During the WW, the United States were in a serious shortage of pilots so the government created an experimental paramilitary aviation organization – the Women Airforce Service Pilots (WASP).
First, there were the Women’s Flying Training Detachment (WFTD) and the Women’s Auxiliary Ferrying Squadron (WAFS) organized in 1942 and in 1943 both were merged to create the WASP organization.
There were over 25,000 women who applied but only 1,074 were accepted in the WASP. All of them were women with previous flying experience and pilot’s licenses. These women flew over 60 million miles in all kinds of military aircraft. In 1977, the organization acquired a veteran status, waiting until 2009 to be awarded with the Congressional Gold Medal.

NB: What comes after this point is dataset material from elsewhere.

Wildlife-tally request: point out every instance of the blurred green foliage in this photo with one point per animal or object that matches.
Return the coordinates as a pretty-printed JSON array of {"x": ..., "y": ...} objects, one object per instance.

During the graduation ceremony for the last WASP training class in 1944, the General of the Army and General of the Air Force – Henry “Hap” Arnold stated in his speech that he wasn’t sure “whether a slip of a girl could fight the controls of a B-17 in heavy weather.” He said that now, in 1944 he is convinced that women can fly as good as men.
When the training ended up, the women pilots were stationed at 122 air bases across the States. Only those with exceptional skills for aircraft control were permitted to test rocket-propelled planes, pilot jet-propelled planes and work with radar-controlled targets. While serving in the war, 38 WASP pilots lost their lives in accidents.
She was one of the most accomplished pilots of the WASPs and the first WAFS fatality. She died in an accident in 1943.
Jacqueline Cochran, a pioneering aviator at the time, was the head of the WASP program. She was aiming to develop the women air force to an equal level with the “regular, male”, and to save the scarcity of women pilots. After the war, Jacqueline became the first woman pilot who broke the sound barrier.
Regardless of what she was aiming for, as soon as the war was over and men returned, they needed their jobs back. Women from WASP started becoming dismissed from their jobs without any official gratitude or ceremony.
The pilots from WASP carried on with their lives, most of them as they had never contributed to the state security during the war. Only a few were kept as pilots while others were offered to work as flight attendants. They formed a reunion group but it felt apart after a very short period of time.
Then, in the 1960’s some of the women got in touch with each other and began discussing the possibility of gaining military status. Many of them reunited on the basis of being forgotten by their own Air Force. In 1976, after a lot of pressure, the Air Force announced to admit women in their programs.
In the statement from the Air Force they had to also declared the former status of the women as pilots, so in 1977, the WASP were finally granted military status. To preserve their history, in 1992, the WASP designated Texas Woman’s University in Denton as their official archive.
In 2009, President Barack Obama and the United States Congress awarded the WASP with the Congressional Gold Medal. There were only less than 300 surviving WASPs at the time and only three of them showed up at the event.
At the event, Obama stated that “The Women Airforce Service Pilots courageously answered their country’s call in a time of need while blazing a trail for the brave women who have given and continue to give so much in service to this nation since. Every American should be grateful for their service and I am honored to sign this bill and finally give them some of the hard-earned recognition they deserve.”
A year later, all surviving WASPs attended the ceremony to the US Capitol to accept the Congressional Gold Medal from House Speaker Nancy Pelosi and other Congressional leaders.